I started off trying to do a post about determinism, and it's religious equivalent, predestination. But I soon found I was having to spend too many words trying to describe wave-particle duality and quantum uncertainty, so I'll try hiving that off into this post. So here we go, one of the deepest, most mysterious and least understood areas of modern physics, explained for the intelligent non-scientist in a little under 750 words! And a jolly nice picture of a t-shirt to boot.
So, what's wave-particle duality all about? Essentially it just says that things (more later about what 'things') sometimes act like a waves - spreading out, reflecting, refracting, diffracting, interfering with other waves, that sort of thing - and sometimes act like particles, travelling in straight, narrow lines, bouncing off one another, and so on, rather like billiard balls (or pool balls).
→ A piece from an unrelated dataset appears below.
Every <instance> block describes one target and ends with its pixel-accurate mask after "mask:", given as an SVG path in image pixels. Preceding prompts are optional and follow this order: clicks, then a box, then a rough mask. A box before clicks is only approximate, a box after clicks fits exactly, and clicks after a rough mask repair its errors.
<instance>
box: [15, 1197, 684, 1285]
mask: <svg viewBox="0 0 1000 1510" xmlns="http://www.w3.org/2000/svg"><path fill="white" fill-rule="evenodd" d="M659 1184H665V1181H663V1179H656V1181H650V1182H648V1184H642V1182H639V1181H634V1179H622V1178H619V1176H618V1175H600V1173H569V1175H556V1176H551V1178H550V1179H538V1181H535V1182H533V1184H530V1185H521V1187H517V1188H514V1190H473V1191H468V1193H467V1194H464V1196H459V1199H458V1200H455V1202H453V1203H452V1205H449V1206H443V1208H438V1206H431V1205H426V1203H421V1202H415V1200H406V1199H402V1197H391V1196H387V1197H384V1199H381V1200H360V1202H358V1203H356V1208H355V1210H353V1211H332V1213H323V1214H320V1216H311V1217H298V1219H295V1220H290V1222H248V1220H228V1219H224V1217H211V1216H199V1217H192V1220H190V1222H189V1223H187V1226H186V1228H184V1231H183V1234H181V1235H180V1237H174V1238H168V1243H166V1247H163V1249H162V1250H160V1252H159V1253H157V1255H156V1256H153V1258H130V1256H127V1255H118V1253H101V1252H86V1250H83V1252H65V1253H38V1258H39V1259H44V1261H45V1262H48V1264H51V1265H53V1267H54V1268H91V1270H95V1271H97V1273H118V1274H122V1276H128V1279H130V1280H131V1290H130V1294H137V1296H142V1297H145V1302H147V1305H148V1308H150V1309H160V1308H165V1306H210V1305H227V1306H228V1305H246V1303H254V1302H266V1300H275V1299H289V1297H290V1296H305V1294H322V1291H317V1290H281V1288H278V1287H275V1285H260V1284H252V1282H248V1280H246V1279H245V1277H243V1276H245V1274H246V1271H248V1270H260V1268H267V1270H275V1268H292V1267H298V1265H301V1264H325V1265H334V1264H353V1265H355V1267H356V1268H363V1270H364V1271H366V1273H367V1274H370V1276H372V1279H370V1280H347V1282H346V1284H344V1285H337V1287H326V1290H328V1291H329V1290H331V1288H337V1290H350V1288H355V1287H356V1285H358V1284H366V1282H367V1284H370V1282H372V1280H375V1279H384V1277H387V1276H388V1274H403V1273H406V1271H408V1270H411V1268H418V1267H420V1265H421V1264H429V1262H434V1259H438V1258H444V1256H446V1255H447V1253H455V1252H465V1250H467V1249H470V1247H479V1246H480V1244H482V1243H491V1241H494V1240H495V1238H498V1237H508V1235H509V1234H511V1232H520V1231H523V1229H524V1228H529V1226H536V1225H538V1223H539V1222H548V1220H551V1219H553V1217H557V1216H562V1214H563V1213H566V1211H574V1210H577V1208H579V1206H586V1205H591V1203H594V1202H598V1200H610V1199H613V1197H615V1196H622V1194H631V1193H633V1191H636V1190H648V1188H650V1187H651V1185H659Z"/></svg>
Victorian-era scientists 'knew' that light was a wave and that atoms and electrons were particles. They also 'knew' that the job of scientists was pretty much over, as all scientific principles had been discovered ... this was before electronics, before the nuclear atom, before relativity, before television. It's amazing what people 'know' sometimes. Around about a century ago several (mostly young) scientists spoilt the party by discovering that the world is a lot stranger than anyone had realised.
A guy called Max Planck threw the first spanner in the works by showing that when a body (such as the filament of a light bulb) emits light, it does so in discrete lumps, known as photons, whose energy depends only on the frequency of the light. Then Albert Einstein showed that when light was absorbed by metal, kicking out an electron in the photoelectric effect, it was also absorbed in photons. Essentially light is created as particles, travels in waves, and is absorbed as particles again. This was revolutionary and took a long time to be accepted. Nevertheless, when the experiments were carried out that is what they showed: light behaves as waves in some circumstances but as particles in others.
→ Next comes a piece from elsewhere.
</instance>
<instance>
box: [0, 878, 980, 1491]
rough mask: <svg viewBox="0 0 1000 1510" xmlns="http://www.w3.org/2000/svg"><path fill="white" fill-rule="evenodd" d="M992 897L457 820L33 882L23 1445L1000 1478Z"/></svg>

Particles rule okay? Well, no, not really. A few years later, Neils Bohr - who didn't actually believe in photons - showed that electrons in an atom orbit around a dense, positively charged, central nucleus, but they can only do so in certain discreet orbits. So the electron can't zoom around any old where. Years later Louis de Broglie showed that these allowed orbits could be explained if the electrons behaved like waves which were only stable if their orbit was a whole number of wavelengths. I.e. at the end of one orbit around the nucleus the wave function was exactly back where it started. He generalised this to say that all moving particles can be described as matter waves, a hypothesis which was later demonstrated to be true when electrons were fired through a diffraction grating, resulting in a wave interference pattern. So, electrons, amongst other things, behave as particles in some circumstances but as waves in others.
All very well and good, but where does determinism come into it? Well, the essence of determinism is that the laws of nature are completely predictable: if you could know the exact properties of every entity in the universe at any one time, you could predict their properties at every other time. In other words, determinism says: "everything is fixed and you can't change it".
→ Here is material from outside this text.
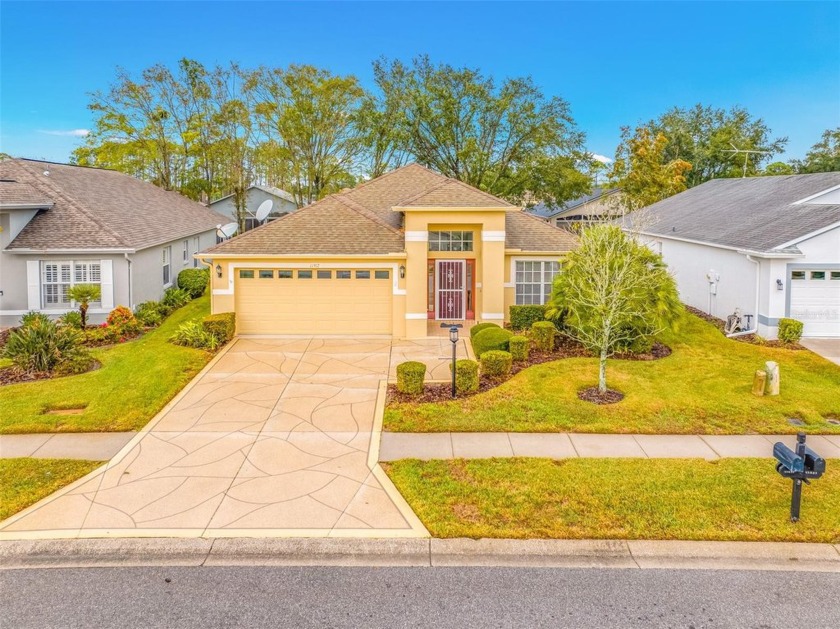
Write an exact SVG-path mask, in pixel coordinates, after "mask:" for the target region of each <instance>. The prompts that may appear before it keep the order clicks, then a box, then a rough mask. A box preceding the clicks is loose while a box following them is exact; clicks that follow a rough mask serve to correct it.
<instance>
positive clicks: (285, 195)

Erwin Schrödinger and Werner Heisenberg extended de Broglie's work and made it more precise. In doing so they had to deal with a difficulty in the transition from wave-like behaviour to particle-like. A wave is spread out whereas a particle is at a single location. Somehow the wave function of a matter wave must 'collapse' into a particle at a point. They showed that the matter wave acted as a probability distribution: the actual position in which a particle appeared was random, more likely where the matter wave was biggest, less likely where it was smaller, but still essentially indeterminate.
Einstein and de Broglie both hated this randomness; Einstein famously said that "God does not play dice with the universe". The trouble is that as the years go on and as quantum theory becomes more refined and more tested, that fundamental randomness remains. The transition from wave behaviour to particle behaviour is inherently unpredictable.
Our best scientific description of the universe is that its behaviour is not predetermined; there is room for free will.